China to begin first in-human CRISPR trial next month

The CRISPR-led gene-editing revolution is set to begin next month in its first ever trial in humans.

The small phase 1 trial, to take place in China, will be investigating the method’s safety and tolerability in patients with non-small cell lung cancer (NSCLC) whose disease has progressed after previous standard treatment.

The CRISPR-Cas9 platform will be used to delete the PD-1 gene in T cells extracted from trial participant’s blood.

In healthy cells, an activated PD-1 gene results in the production of the PD-1 protein which acts as an immune-modulator, effectively preventing immune cells killing them.

The same mechanism has been identified as a potential survival pathway for cancer cells as it exploits the production of PD-1 protein.

The modified T cells will be multiplied in a lab before being re-introduced into the blood of each trial participant.

The PD-1 checkpoint pathway has attracted attention from various pharmaceutical companies all trying to harness its potential as a treatment target. Bristol-Myers Squibb’s Opdivo and Merck’s Keytruda are the two big candidates targeting the PD-1 signalling pathway with Roche’s Tecentriq recently joining the fray.

In the instance of PD-1 signalling, CRISPR may represent a more lasting means of targeting the pathway than current PD-1–targeted drugs as the technology directly knocks-out the gene responsible for the pathway as a whole, rather than interfering with the proteins involved in it.

Alongside the excitement of what are referred to as ‘checkpoint inhibitor’ drugs, CRISPR technology has drawn attention from big pharma also.
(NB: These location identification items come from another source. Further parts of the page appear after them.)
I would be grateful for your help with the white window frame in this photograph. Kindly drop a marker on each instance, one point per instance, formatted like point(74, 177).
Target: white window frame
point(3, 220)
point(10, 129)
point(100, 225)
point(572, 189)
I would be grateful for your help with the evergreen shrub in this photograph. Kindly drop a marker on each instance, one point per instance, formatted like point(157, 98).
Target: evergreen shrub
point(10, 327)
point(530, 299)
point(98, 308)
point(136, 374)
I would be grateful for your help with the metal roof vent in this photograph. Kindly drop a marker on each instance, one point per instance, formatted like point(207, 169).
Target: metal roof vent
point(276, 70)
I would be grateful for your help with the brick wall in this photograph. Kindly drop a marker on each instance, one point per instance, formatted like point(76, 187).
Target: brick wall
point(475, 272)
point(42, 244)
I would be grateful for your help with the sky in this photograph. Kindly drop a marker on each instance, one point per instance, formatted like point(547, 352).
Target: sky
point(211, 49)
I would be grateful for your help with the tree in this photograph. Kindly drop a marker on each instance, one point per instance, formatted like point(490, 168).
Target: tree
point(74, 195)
AstraZeneca, Bayer and Novartis have all invested in the technology.

The number of indications CRISPR is being used to address is also growing, with ventures attempting to harness the technology to produce antiviral therapies and drugs for genetic diseases as well as identifying gene regulatory mechanisms.
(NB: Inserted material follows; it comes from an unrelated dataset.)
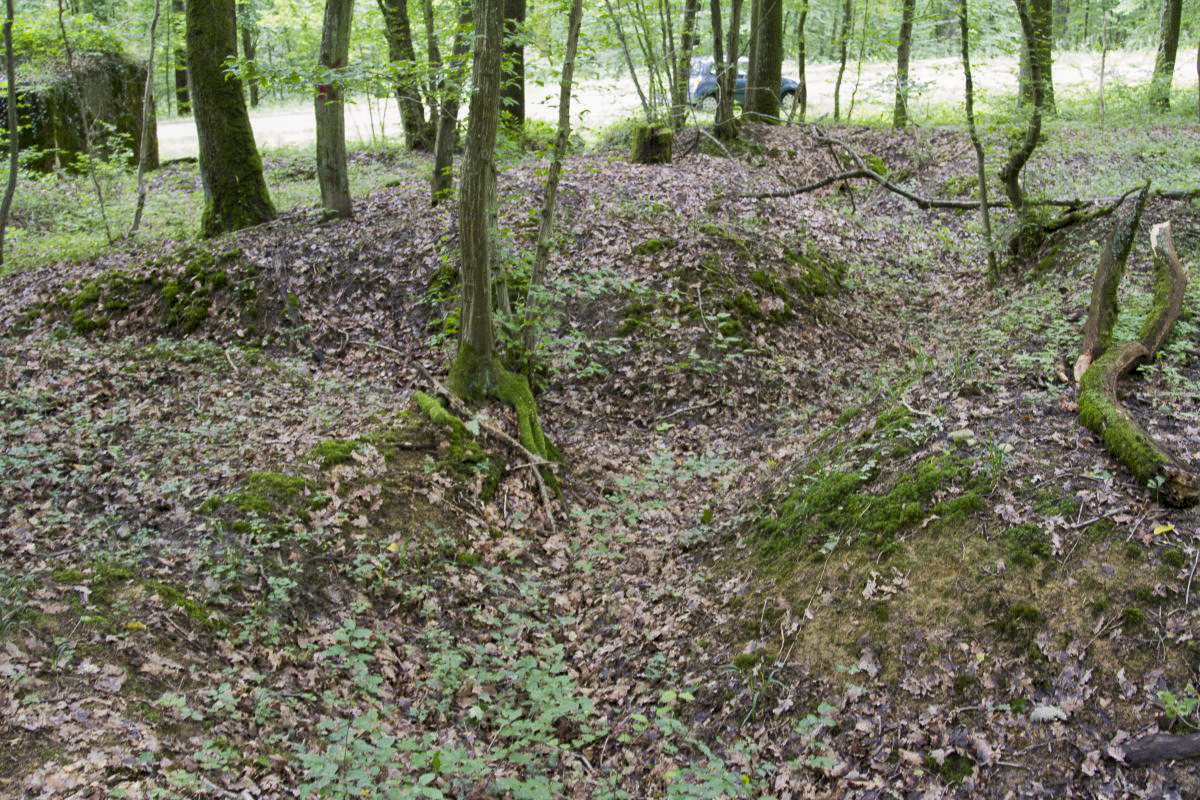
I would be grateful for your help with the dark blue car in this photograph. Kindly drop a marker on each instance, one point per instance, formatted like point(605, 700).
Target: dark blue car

The move in China signals a faster than expected move to trials in humans, but the safety of the procedure is the focus of the first trial.
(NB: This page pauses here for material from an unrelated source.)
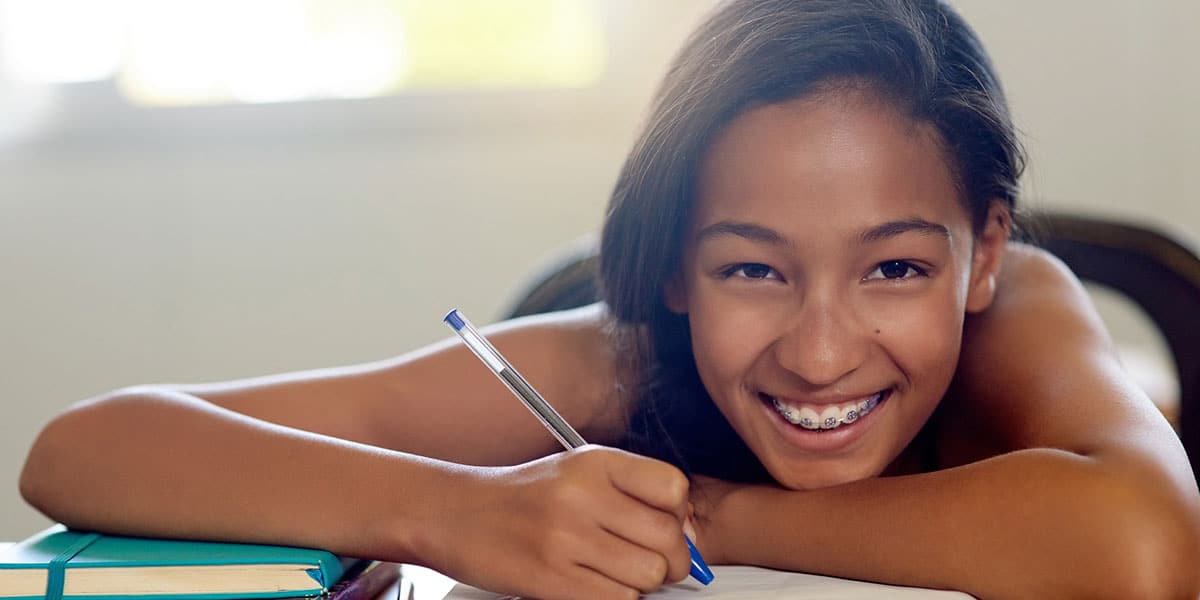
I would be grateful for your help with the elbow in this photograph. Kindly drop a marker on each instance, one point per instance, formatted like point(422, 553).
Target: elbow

The research is led by Lu You, an oncologist at the south-western Sichuan University West China Hospital. Lu says the biggest potential safety issue is an overactivation of immune cells, which could see them attacking not just cancer cells but also healthy cells, creating a dangerous autoimmune response, a so-called cytokine storm . Another potential problem could be unwanted mutations occurring at sites other than the intended gene.